En cuanto a factores pronósticos, del total de pacientes que tuvieron eventos se evidenció mayor riesgo entre aquellos pacientes con tumores menores a 14 mm y en los que tenían niveles de Tg post operatorios superiores a los valores de corte fijados como normales en tratamiento con hormona tiroidea y sin positividad de aTg. También se realizó un análisis de casos y control anidado entre pacientes con y sin eventos para el estudio molecular de 100 muestras de 96 pacientes, de las cuales 90 fueron analizadas. En total 50 tumores tuvieron mutación BRAF, 14 RAS y 6 fusiones de oncogenes. La frecuencia de BRAF no fue distinta entre casos y controles. 17 tumores no tuvieron anormalidades genéticas. No se encontró mutación TERT. Por otra parte, ambos grupos tuvieron iguales porcentajes de pacientes con respuesta excelente definida por la ATA a 10 meses y a 3 años.

Este trabajo investigó la utilidad de no dar radioyodo luego de la cirugía por CDT en pacientes de bajo riesgo de recurrencia. Menos del 5% de los pacientes en ambos grupos presentaron eventos que incluyeron hallazgos patológicos en el RCT o la ecografía o niveles elevados de Tg o aTg en los 3 años de seguimiento. Estos resultados son concordantes con la definición de bajo riesgo de recurrencia y entonces este trabajo demuestra que el riesgo de eventos no es mayor cuando no se administra radioyodo en el post operatorio. Los pacientes en ambos grupos tuvieron similares puntajes en cuanto a ansiedad, miedo a la recurrencia y calidad de vida lo que demuestra la falta de consecuencias cuando no se indica radioyodo.

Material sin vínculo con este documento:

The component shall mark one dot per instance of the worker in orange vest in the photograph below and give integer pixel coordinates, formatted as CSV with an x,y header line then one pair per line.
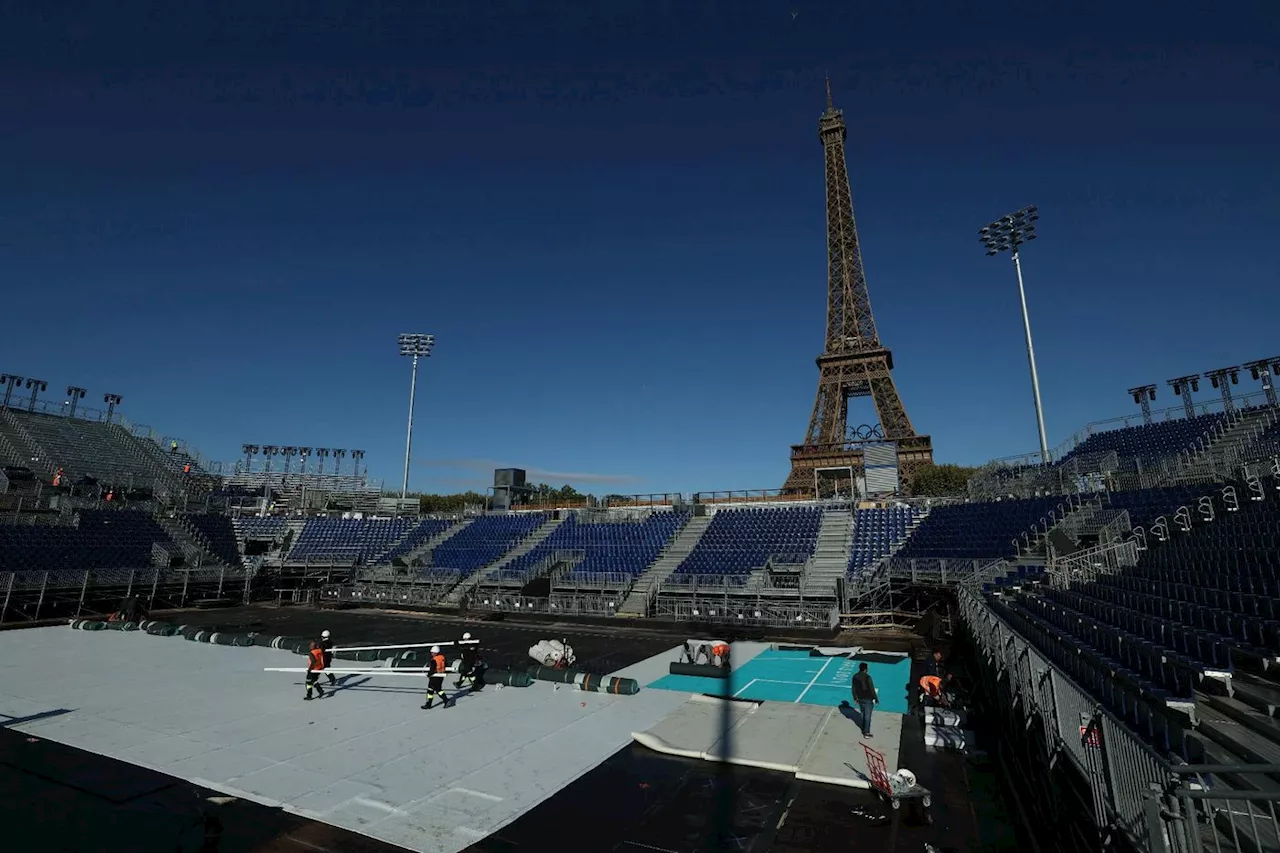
x,y
435,679
315,666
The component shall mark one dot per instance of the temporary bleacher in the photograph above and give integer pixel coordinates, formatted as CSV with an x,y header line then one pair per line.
x,y
606,548
483,542
1147,443
976,530
877,532
420,534
97,539
740,541
220,536
347,539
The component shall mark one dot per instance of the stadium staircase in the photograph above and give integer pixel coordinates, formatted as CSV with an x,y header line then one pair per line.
x,y
830,561
417,553
650,579
455,596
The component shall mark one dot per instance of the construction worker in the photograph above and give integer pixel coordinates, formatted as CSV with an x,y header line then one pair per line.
x,y
315,666
466,664
327,647
435,679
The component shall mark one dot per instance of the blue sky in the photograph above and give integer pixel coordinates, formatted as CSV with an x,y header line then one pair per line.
x,y
612,218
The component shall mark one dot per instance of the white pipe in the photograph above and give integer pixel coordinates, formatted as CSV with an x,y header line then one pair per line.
x,y
387,671
378,648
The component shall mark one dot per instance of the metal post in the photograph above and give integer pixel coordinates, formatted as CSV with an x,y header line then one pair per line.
x,y
1031,359
408,436
44,584
8,594
83,591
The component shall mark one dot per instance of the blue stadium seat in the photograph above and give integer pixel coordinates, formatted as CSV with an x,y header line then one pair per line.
x,y
740,541
611,548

Por su parte, las molestias en el lagrimal fueron mayores en el grupo que recibió radioyodo a los dos meses. Las anormalidades moleculares fueron las mismas que las descritas en el atlas del genoma del cáncer de tiroides, siendo la mutación BRAFV600E la más frecuente. Si bien se excluyeron histologías agresivas, la variante tall cell se encontró en el 25% de las muestras analizadas para estudio molecular lo que explicaría la alta incidencia de mutación BRAF. Su presencia en pacientes de bajo riesgo, no indicaría la necesidad de administrar radioyodo. En este trabajo, aquellos pacientes con niveles elevados de Tg en el postoperatorio tuvieron mayor riesgo de eventos, lo que fundamentaría un seguimiento más cercano de los mismos. Un hallazgo inesperado fue que aquellos pacientes con tumores menores a 14 mm tuvieron mayor riesgo de eventos. Esto podría estar relacionado a la multifocalidad que se evidenció en un gran porcentaje de los pacientes de este estudio. Algunas de las limitaciones de este trabajo están relacionadas con el tiempo de seguimiento. Estos hallazgos deberían confirmarse con un tiempo de seguimiento mayor. Sin embargo, en estudios retrospectivos previos, la mayoría de las recurrencias ocurren dentro de los primeros 5 años. Un seguimiento a 3 años permitió controlar los hallazgos indeterminados evitando la perdida de pacientes. En conclusión, este estudio randomizado de pacientes con CDT de bajo riesgo demostró que el seguimiento sin el uso de radioyodo luego de la tiroidectomía fue no inferior a la administración de 30mCI de radioyodo luego del uso de TSH recombinante humana.